Quand le live devient roi, l’espoir renaît !

Et ces «légendes vivantes» du reggae, qu’elles viennent de Londres ou de Kingston, ou encore de Paris, se réjouissent du dynamisme de cette musique en Côte d’Ivoire. En effet, depuis les années 2000, une frénésie, avec en point de mire des prestations en live, s’est fait jour à Abidjan. Avec pour «temples», des espaces sonorisés tels que Le Parker Place, Jamaica City, en Zone 4, Le Pams, Le Bluetooth, L’espace Ménékré aux Deux-Plateaux, Le Champion à Blockhauss, Le Kingston à Koumassi, le Zippo, Chez Varold, à la Riviera, Le Ghetto Live à Yopougon.

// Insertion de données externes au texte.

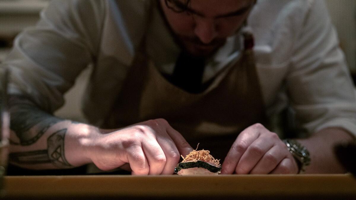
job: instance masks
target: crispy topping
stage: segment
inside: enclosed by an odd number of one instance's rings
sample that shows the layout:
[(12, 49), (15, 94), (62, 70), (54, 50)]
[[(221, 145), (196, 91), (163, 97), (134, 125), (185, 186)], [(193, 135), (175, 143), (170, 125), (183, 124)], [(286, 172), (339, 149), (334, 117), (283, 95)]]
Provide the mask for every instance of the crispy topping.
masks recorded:
[(199, 144), (198, 143), (195, 150), (193, 150), (193, 151), (189, 153), (189, 154), (187, 155), (185, 158), (181, 155), (180, 156), (183, 158), (183, 161), (182, 162), (185, 163), (201, 160), (206, 162), (217, 167), (220, 167), (221, 165), (219, 162), (220, 160), (214, 158), (214, 157), (210, 154), (210, 151), (209, 150), (205, 150), (203, 149), (203, 150), (197, 151), (199, 146)]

Des artistes locaux, à l’instar de Kajeem, Ras Goody Brown, Bobby Joe, Spyrow et le Jhammo Band, Reggae Makers..., s’y produisent, alternativement, du lundi au dimanche. Bien plus, avec des promoteurs et mécènes, à l’image de Désiré Aloka (Parker Place), bien introduit dans le milieu du reggae à Londres où il séjourne régulièrement, ou Mathieu Kangah Atchinkwassy, mettent leurs carnets d’adresses et énergie au service de leur passion pour cette musique. Sans compter qu’ils possèdent des espaces médiatiques de promotion (Fréquence 2, Radio Nostalgie, Facebook, etc.) pour rester en contact avec le public. C’est cette proximité que cherche l’ancien Bailly Spinto qui négocie une reconversion en ayant un répertoire entièrement reggae qu’il joue dans les espaces cités plus haut.

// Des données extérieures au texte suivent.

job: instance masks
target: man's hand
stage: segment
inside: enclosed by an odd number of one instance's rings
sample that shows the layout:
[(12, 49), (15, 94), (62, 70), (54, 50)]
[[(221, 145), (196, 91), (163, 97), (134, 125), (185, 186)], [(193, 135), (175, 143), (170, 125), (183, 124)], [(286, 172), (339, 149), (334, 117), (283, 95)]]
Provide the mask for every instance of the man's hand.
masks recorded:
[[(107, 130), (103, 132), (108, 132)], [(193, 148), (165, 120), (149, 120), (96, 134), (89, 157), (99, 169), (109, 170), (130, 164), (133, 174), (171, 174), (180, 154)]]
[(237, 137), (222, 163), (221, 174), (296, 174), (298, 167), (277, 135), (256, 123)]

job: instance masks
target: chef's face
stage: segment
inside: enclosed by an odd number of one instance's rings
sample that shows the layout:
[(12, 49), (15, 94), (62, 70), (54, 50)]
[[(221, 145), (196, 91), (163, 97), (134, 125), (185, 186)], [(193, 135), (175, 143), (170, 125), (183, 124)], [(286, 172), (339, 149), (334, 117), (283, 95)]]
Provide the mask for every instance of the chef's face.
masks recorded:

La communauté rastafari, elle, qui compte plusieurs villages, dans la tradition héritée de Marcus Garvey qui fonda ce mouvement politico-religieux en Jamaïque, est très active. A l’instar de celle de Vridi (commune de Port-Bouët). Dont la vie quasi ermite ne trouve d’ouverture qu’avec les spectacles de reggae. Dont la célébration, le 11 mai, de l’anniversaire de la mort de Bob Marley, est d’un attrait sociologique et touristique indéniable. Une note d’espoir pour les amateurs et professionnels du reggae.